É importante perceber que todas as atividades humanas têm controle, tem regulação. Se você vai vender remédio a farmácia tem uma regulação. Se você vai vender arma, tem uma regulação e, que foi flexibilizada, mas estamos fazendo uma regulação responsável. Se você vai vender qualquer tipo de serviço tem uma regulação. A Anvisa [Agência Nacional de Vigilância Sanitária] cuida da regulação sanitária. As agências reguladoras atuam nas áreas específicas, seja nas telecomunicações, energia elétrica, por isso a internet não pode ser um território de ninguém, onde essas plataformas que mobilizam milhões de pessoas mundo afora, monetizando os interesses dessas pessoas e sendo manipuladas por essa monetização. Isso afeta enormemente uma série de questões. Na pandemia você via as fake news sendo divulgadas a partir de figuras importantes da República como o primeiro mandatário do país [Jair Bolsonaro (PL)] que pregava que a vacina fazia mal, quando no mundo inteiro a Organização Mundial da Saúde (OMS) diante de uma pandemia estava respondendo de modo científico como deve ser. E nós estamos tomando por empréstimos essa questão das escolas porque foi através da internet que grupos de ultradireita, que grupos neonazistas, neofascistas estavam se articulando na deep web [zona da internet que não pode ser detectada com facilidade pelas ferramentas de busca] para estimular a violência nas escolas. Nós não podemos pensar nos códigos de uso das plataformas digitais, quando nós temos o episódio de Blumenau (SC) onde quatro crianças foram brutalmente assassinadas em manipulações que houve através da internet. Então há um dever de cuidado para essas plataformas. Do mesmo jeito que o governo não poderia olhar para isso e achar que isso é uma coisa normal. Quando passamos a monitorar essas redes e essas plataformas, foi aí que vimos o quando a internet pode potencializar esse ambiente. Quando fomos discutir com as plataformas nós dissemos que o código de uso de vocês não pode estar acima da Constituição e das leis do país, da soberania brasileira do ambiente sagrado das nossas escolas. De modo que essa regulação é necessária, é de alto interesse social.

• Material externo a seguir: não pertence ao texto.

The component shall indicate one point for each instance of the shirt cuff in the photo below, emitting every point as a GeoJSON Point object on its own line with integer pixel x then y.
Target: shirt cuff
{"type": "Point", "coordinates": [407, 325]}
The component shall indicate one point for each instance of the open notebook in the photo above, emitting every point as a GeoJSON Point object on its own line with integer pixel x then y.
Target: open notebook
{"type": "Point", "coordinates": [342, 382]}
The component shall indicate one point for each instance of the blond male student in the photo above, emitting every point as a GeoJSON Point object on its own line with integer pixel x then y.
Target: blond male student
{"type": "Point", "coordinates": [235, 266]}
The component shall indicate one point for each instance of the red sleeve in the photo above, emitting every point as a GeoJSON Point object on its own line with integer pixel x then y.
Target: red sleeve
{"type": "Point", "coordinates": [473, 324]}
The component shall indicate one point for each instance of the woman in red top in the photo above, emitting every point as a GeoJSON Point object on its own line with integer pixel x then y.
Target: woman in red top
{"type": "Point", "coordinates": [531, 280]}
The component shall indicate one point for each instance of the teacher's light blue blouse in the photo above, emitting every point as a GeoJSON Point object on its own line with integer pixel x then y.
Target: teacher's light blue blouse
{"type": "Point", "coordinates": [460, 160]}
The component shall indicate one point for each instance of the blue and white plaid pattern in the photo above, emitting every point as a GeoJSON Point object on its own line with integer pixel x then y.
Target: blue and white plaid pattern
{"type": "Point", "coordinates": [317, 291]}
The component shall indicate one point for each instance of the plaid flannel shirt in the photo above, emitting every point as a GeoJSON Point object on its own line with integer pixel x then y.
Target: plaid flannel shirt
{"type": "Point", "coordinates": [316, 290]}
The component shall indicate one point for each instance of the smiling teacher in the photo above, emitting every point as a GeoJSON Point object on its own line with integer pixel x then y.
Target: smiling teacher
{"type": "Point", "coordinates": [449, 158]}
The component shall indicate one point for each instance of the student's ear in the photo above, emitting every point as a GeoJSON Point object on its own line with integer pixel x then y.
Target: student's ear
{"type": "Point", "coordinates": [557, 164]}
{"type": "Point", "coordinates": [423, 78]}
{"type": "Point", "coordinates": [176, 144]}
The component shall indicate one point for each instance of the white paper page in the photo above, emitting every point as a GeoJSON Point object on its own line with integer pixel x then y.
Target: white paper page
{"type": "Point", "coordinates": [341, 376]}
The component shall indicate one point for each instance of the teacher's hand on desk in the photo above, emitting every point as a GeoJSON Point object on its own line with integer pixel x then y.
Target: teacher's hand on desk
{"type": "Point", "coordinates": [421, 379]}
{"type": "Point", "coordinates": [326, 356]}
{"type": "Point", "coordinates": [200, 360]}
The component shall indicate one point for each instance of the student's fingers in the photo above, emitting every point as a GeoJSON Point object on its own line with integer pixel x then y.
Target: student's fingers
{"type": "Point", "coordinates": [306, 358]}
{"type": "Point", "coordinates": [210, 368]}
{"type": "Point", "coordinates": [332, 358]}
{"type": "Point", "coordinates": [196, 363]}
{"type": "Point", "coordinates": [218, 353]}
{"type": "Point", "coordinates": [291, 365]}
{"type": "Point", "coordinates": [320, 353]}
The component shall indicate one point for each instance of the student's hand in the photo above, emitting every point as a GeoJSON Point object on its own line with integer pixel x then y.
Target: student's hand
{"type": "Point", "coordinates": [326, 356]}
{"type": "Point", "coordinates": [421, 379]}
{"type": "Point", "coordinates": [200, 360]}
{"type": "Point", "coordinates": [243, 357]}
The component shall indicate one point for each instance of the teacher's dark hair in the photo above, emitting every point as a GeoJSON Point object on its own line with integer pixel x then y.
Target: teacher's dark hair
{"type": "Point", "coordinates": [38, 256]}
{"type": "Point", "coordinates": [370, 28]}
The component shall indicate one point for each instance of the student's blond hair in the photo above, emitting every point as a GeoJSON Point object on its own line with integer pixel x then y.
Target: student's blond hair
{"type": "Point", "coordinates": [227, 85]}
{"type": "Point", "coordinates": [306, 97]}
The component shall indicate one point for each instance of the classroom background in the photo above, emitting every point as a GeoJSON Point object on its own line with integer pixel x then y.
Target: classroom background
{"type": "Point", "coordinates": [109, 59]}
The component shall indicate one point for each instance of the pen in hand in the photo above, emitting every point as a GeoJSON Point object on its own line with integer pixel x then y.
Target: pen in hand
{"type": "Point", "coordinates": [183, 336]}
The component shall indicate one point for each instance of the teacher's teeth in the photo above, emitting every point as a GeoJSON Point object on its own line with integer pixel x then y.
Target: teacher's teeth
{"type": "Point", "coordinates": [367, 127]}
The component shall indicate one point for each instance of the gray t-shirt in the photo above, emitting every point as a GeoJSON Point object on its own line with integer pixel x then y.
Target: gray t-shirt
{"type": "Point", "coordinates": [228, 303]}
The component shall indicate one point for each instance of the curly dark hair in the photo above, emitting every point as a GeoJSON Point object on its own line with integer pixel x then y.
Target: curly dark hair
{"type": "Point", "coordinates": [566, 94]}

Mas isso não é censura, secretário?
Claro que não. Censura é quando você inibe uma liberdade porque ela contém limites. Nós defendemos a liberdade de opinião, de imprensa porque defendemos a democracia. Agora aqueles que estão defendendo que não haja regulação na internet são os mesmos que atentaram violentamente contra os Poderes da República nos episódios do 8 de janeiro.